Mayor of Philadelphia, Mississippi
- In office July 3, 2009 – June 30, 2025
- Preceded by: Rayburn Waddell
- Succeeded by: Jim Fulton

Personal details
- Born: November 7, 1955 (age 70)
- Party: Democratic
- Spouse: Sheryl Young
- Children: Shanda
- Profession: Clergyman

= James Young (mayor) =

American politician (born 1955)

James A. Young (born November 7, 1955) is an American politician, who served as mayor of Philadelphia, Mississippi from 2009 to 2025 He was first elected in May 2009. His election was especially noted as he is the first African-American mayor of the city, which was previously best known for the murders of Chaney, Goodman, and Schwerner by members of the Ku Klux Klan in 1964.

Young is a Pentecostal preacher and a former county supervisor who was 53 years old at the time of his election. He defeated Rayburn Waddell, a white, three-term incumbent, by 46 votes in the Democratic primary. As there was no Republican challenger, the winner of the primary automatically became the city's next mayor. He took office on July 3, 2009.

Jim Prince, publisher of the local The Neshoba Democrat newspaper, said: "Philadelphia will always be connected to what happened here in 1964, but the fact that Philadelphia, Mississippi, with its notorious past, could elect a black man as mayor, it might be time to quit picking on Philadelphia, Mississippi."

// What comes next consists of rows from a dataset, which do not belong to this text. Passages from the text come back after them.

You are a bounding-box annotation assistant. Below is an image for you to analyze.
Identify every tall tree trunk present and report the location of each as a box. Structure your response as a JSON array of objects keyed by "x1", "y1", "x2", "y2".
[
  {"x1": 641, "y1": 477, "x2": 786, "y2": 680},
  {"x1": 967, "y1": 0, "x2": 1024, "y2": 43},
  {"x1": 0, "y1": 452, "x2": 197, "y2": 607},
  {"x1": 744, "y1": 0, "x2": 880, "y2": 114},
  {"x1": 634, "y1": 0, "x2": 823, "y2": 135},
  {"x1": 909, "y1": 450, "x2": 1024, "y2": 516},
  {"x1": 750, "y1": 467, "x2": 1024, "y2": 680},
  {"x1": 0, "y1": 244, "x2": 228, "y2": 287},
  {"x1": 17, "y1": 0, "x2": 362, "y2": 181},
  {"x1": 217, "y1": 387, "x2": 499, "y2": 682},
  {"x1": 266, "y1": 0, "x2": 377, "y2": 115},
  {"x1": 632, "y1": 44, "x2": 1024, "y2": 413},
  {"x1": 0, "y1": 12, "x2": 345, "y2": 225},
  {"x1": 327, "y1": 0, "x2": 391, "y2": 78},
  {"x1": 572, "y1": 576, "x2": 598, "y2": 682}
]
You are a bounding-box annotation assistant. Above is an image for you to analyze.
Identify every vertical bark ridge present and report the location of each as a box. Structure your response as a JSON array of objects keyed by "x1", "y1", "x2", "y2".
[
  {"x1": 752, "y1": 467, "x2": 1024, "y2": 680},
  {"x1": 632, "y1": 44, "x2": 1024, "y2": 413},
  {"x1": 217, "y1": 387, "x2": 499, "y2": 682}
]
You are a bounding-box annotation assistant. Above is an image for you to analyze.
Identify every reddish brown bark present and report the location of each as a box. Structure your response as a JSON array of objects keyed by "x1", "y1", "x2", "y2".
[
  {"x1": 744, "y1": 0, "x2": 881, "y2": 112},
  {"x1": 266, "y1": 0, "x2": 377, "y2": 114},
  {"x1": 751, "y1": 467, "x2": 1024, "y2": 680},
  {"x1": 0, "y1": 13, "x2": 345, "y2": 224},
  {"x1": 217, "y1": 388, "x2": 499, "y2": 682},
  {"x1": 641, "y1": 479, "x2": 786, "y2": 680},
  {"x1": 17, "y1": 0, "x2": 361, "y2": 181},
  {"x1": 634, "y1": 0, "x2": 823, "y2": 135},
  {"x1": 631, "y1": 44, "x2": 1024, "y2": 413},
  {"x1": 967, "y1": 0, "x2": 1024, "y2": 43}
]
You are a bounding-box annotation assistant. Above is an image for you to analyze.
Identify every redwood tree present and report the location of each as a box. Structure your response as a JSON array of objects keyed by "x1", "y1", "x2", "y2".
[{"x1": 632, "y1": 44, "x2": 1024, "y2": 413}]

Young's campaign staff credited Barack Obama's presidential campaign for increasing registration of black and young voters in Philadelphia.

On April 1, 2025, Young would be ousted in his latest attempt to get re-elected as mayor of Philadelphia, Mississippi after coming in third place in the Democratic primary, behind Cassie Henson Hickman and Leroy Clemons. Both Hickman and Clemons are African American. Clemons would win the primary runoff, only to then go on to lose to Republican nominee Jim Fulton, a city council member who boasted about his working relationship with Young, in the general election.

==See also==
- List of first African-American mayors

==Personal life==

Young and his wife Sheryl have one daughter, Shanda (born 1978).

Young was raised on a farm in Stallo.